The smaller basilica in the Sanctuary of Notre Dame de Lourdes is an artistic marvel, famed for its colorful mosaics and themed chapels.
Step into an explosion of color and artistry in the impressive Basilica of Notre Dame du Rosaire, which is also known as the Rosary Basilica. This Byzantine-styled cathedral is smaller than its two neighbors, but is perhaps more artistically striking. Visit this active place of worship and stay to marvel at the mosaics.
Work began on the basilica in 1883, but it was not consecrated as a place of worship until 1901. It is inspired by the rosary held in the Virgin Mary’s hand when she appeared to St. Bernadette in Lourdes.
Stand outside in the esplanade leading to the church. Two arched ramps frame the church, a design feature said to reflect a motherly embrace drawing people into the church. Look up to see mosaics of Pope Leo XIII and Bishop Schoepfer of Lourdes.
Head inside the church, where the atmosphere is often hushed and reverent. Admire the 19th-century Venetian-style mosaics that decorate the interior of the church. These were designed by celebrated artist Giandomenico Facchina over the course of many years. The altar is overlooked by an image of Mary surrounded by golden cherubs, while the images beneath it depict the stations of the cross.
Step into the 15 side chapels to see further artwork. Each chapel is designed to represent an element of theology that is reflected in the rosary prayers.
Descend into the crypt, which is older than the rest of the basilica and was once visited by St. Bernadette. Look for an elegant sculpture of Mary holding the infant Christ above the altar, created by Fabisch.

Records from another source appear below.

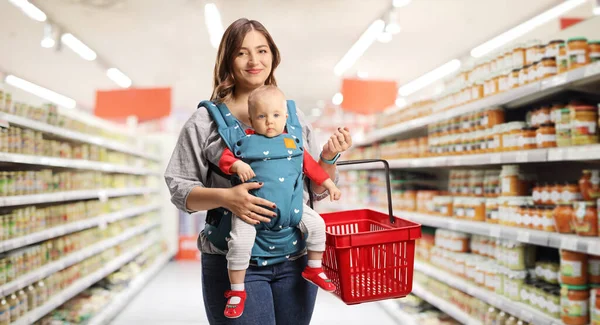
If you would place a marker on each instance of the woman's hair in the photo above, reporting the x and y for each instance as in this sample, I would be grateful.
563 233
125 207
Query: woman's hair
224 82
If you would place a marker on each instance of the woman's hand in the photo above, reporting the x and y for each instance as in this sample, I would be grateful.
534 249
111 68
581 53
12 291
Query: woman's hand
247 206
339 142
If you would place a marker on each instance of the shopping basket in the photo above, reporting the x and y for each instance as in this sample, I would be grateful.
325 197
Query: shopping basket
370 255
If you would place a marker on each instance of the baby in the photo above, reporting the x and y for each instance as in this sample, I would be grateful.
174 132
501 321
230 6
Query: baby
268 116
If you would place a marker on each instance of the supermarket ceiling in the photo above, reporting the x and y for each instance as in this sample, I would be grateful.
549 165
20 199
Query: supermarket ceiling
166 43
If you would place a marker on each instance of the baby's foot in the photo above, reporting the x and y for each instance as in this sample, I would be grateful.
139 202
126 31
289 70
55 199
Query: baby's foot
318 277
235 303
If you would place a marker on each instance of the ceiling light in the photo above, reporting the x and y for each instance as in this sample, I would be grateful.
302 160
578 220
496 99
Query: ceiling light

The Rosary Basilica is located in the religious heart of the town, the Sanctuary of Notre Dame de Lourdes. Find it in between the Basilica of St. Pius X and the Basilica of Notre Dame de l’Immaculée-Conception. Walk to the church from the town’s train station in about 20 minutes and enter the church on any day for free. Car parking is available to the south of the sanctuary.